The input DisPerSE takes in needs the coordinates of galaxies in the form of either RA, DEC, and Z or SGX, SGY, and SGZ. The easiest way to do this is to read out the contents of a catalog into an ascii text file, which is one of the file formats DisPerSE can read. You also need to name each column a specific keyword in the heading so that DisPerSE will recognize what that column's data represents. I will show an example of what I did below, but further examples of what this ascii file should look like can be found on https://www2.iap.fr/users/sousbie/web/html/index744c.html?post/survey_ascii-format.

In [3]:
# Defines a home directory and path to the catalog I want to use
homedir = os.getenv("HOME")
catalog_path='/home/evan-barkus/Downloads/'

In [5]:
# VFS main catalog
maintab = Table.read('/home/evan-barkus/Downloads/vf_v2_main.fits')

# VFS environment catalog (has SG coords)
envtab = Table.read('/home/evan-barkus/Downloads/vf_v2_environment.fits')

In [6]:
# Cuts on VFS catalog from Zakharova+24
racut = (maintab['RA'] > 100) & (maintab['RA'] < 280)
deccut = (maintab['DEC'] > -1.3) & (maintab['DEC'] < 75)
vrcut = (maintab['vr'] > 500) & (maintab['vr'] < 3300)
cut = vrcut & deccut & racut

cuttab = maintab[cut]

In [9]:
c = 3*10**5 #km/s

ra = np.array(cuttab['RA']) # Right ascension of each galaxy
dec = np.array(cuttab['DEC']) # Declination of each galaxy
z = np.array(cuttab['vr']/c) # Redshifts (VFS has recessional velocities so I had to convert them to z by dividing by c)

id = np.arange(0,len(ra)) # It is also useful to have a column of indices in the DisPerSE input file

In [12]:
# Defines the columns of the input file
col1 = fits.Column(name='ra', format='D', array=ra)
col2 = fits.Column(name='dec', format='D', array=dec)
col3 = fits.Column(name='z', format='D', array=z)
col4 = fits.Column(name='id', format='D', array=id)

In [13]:
# Combines columns and writes them into a fits table
coldefs = fits.ColDefs([col1, col2, col3, col4])
hdu = fits.BinTableHDU.from_columns([col1, col2, col3, col4])

In [None]:
# Writes out the fits table "hdu" to a .txt file
ascii.write(hdu.data,'vfs_ascii_new',names=(['ra','dec','z','id']),overwrite=True)

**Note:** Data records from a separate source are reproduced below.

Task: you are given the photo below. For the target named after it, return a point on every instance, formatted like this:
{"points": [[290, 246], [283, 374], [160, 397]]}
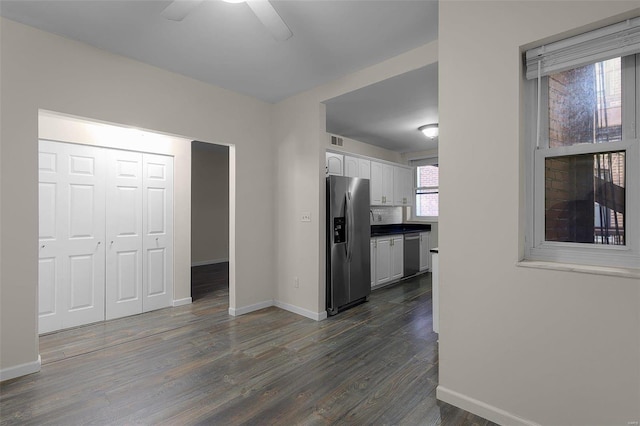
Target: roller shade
{"points": [[616, 40]]}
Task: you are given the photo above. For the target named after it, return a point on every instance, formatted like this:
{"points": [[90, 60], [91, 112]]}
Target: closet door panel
{"points": [[157, 281], [81, 208], [51, 227], [124, 232]]}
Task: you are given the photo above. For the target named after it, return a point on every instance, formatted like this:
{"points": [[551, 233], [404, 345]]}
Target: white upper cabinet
{"points": [[335, 164], [357, 167], [381, 184], [402, 186]]}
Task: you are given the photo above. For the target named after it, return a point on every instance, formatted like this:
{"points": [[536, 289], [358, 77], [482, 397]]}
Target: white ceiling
{"points": [[388, 113], [226, 45]]}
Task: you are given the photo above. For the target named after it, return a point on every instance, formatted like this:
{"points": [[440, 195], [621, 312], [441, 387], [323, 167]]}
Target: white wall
{"points": [[353, 146], [210, 203], [43, 71], [518, 345]]}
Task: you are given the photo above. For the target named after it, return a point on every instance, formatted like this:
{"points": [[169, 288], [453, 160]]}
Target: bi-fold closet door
{"points": [[105, 234]]}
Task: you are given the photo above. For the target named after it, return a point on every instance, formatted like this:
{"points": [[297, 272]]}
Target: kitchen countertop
{"points": [[398, 228]]}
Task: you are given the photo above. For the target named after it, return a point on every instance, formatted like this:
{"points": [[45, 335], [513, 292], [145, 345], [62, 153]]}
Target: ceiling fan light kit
{"points": [[264, 11]]}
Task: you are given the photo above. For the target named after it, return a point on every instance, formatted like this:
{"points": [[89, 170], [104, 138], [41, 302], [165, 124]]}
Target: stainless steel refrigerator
{"points": [[348, 243]]}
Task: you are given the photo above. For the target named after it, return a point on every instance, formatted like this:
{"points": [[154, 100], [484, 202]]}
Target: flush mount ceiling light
{"points": [[429, 130]]}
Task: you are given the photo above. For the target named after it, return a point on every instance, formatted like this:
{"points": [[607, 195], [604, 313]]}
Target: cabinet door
{"points": [[383, 260], [351, 168], [425, 255], [376, 184], [364, 168], [124, 234], [373, 262], [397, 257], [335, 164], [157, 205]]}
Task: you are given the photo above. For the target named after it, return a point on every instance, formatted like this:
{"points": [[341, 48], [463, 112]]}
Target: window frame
{"points": [[536, 247], [426, 161]]}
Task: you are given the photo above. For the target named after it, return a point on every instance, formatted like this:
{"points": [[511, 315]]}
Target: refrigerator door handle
{"points": [[350, 229]]}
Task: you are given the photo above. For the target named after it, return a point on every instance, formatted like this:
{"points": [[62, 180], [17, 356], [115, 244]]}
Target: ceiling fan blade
{"points": [[270, 19], [179, 9]]}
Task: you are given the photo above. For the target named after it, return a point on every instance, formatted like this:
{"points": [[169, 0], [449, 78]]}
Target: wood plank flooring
{"points": [[376, 363]]}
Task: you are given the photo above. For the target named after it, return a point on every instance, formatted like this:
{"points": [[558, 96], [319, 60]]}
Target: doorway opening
{"points": [[209, 221]]}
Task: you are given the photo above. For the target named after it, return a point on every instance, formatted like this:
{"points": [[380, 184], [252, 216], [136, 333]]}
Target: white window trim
{"points": [[415, 163], [536, 248]]}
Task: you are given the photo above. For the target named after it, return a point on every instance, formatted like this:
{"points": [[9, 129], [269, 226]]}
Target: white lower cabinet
{"points": [[425, 255], [387, 254], [105, 234], [397, 257]]}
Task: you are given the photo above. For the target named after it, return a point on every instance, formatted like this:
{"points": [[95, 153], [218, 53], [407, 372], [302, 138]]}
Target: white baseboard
{"points": [[180, 302], [209, 262], [20, 370], [317, 316], [480, 408], [251, 308]]}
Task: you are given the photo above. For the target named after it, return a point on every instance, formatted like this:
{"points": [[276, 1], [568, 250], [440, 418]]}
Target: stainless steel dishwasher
{"points": [[411, 254]]}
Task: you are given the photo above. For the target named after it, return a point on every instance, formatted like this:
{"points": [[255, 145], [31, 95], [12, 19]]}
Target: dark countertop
{"points": [[398, 228]]}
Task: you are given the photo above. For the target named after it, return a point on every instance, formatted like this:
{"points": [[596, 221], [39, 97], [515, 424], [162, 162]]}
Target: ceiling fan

And with that, we now have a file that DisPerSE can read.

### Running DisPerSE

The first thing you will want to do is run either delaunay_3D or delaunay_2D on this file. These output an unstructured network format file (.NDnet) that can be used as an input for other DisPerSE functions, namely mse, which is the main function DisPerSE is built around. The difference between the 3D and 2D versions is simply whether you include three position coordinates or two in your input file; DisPerSE should let you know if there are not enough arguments in the input to use them. To use either version, just run "<path>/disperse/bin/delaunay_nD filename". After running for a bit, delaunay_nD should generate a new file called "filename.NDnet".